With the discovery of the boxes the whispers became audibly defined.
“You never cared...”
“You’re a liar...”
“Traitor...”
“Abomination...” the voices hissed in Seven’s ears. Panicking, he stopped walking and Eight shook to a halt next to him. Seven struggled to listen to the mounting accusations from the whispers.
“Deserve to die...”
“Never remember...”
“Crime against nature...”
“Life is sacred...”
Who was speaking? Each voice was different. Where were they? The room was empty. Why were they angry? The clones were not responsible.

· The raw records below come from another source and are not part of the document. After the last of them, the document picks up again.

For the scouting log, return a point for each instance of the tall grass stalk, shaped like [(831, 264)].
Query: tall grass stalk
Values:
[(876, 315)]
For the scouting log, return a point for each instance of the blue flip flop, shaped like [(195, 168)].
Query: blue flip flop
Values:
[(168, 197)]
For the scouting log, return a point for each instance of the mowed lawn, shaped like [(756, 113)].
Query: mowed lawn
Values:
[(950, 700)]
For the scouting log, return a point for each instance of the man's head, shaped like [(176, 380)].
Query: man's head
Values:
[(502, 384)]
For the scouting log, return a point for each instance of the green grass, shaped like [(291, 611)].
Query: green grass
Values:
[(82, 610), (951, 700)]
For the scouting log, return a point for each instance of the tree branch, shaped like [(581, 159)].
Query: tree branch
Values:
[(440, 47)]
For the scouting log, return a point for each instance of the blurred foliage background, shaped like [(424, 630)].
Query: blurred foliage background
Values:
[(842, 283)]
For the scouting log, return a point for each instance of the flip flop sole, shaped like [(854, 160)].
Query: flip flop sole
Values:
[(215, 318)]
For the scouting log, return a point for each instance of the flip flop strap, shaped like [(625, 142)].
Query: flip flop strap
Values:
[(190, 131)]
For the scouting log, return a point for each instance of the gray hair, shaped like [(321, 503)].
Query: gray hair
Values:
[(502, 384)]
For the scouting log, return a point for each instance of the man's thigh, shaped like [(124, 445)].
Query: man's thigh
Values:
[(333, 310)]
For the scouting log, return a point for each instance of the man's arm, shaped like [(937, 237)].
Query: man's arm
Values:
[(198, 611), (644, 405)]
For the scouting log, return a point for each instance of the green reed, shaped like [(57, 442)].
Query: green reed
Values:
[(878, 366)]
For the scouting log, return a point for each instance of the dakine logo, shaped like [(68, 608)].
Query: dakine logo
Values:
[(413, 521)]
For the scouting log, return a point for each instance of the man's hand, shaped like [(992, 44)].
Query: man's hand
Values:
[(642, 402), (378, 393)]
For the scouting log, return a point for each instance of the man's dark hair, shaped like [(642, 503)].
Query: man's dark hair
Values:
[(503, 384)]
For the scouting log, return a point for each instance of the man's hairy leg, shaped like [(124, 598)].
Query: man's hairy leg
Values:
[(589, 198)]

Eight managed to pull her mind free of the sounds, even as the whispers became angry accusations. Prompted by the renewed movement, the black boxes vibrated and shook as the visitors passed by them.
“You are not real. You were created by man in man’s image. What you have been told is a lie. You are not real.”
“Clones do not love. Clones do not feel. You are an imitation of life, which is sacred, and you must be destroyed.”
“What do you hear?” Eight demanded, shaking Seven’s arm.
He swallowed hard, sweat gathering along his forehead.
“Terrible things...” he admitted.
Only when Seven felt the most desperate to get away from the black boxes did he see it: a lonesome, feeble light directly ahead. The black boxes did not dare to go any further than than the faintest edge of the luminance’s aura and it was there that he saw a thin silver pole, upon which sat a fist-sized cube. Unlike the others, the blue cube radiated a healthy and welcoming glow. Mist lifted from it and vanished in the air.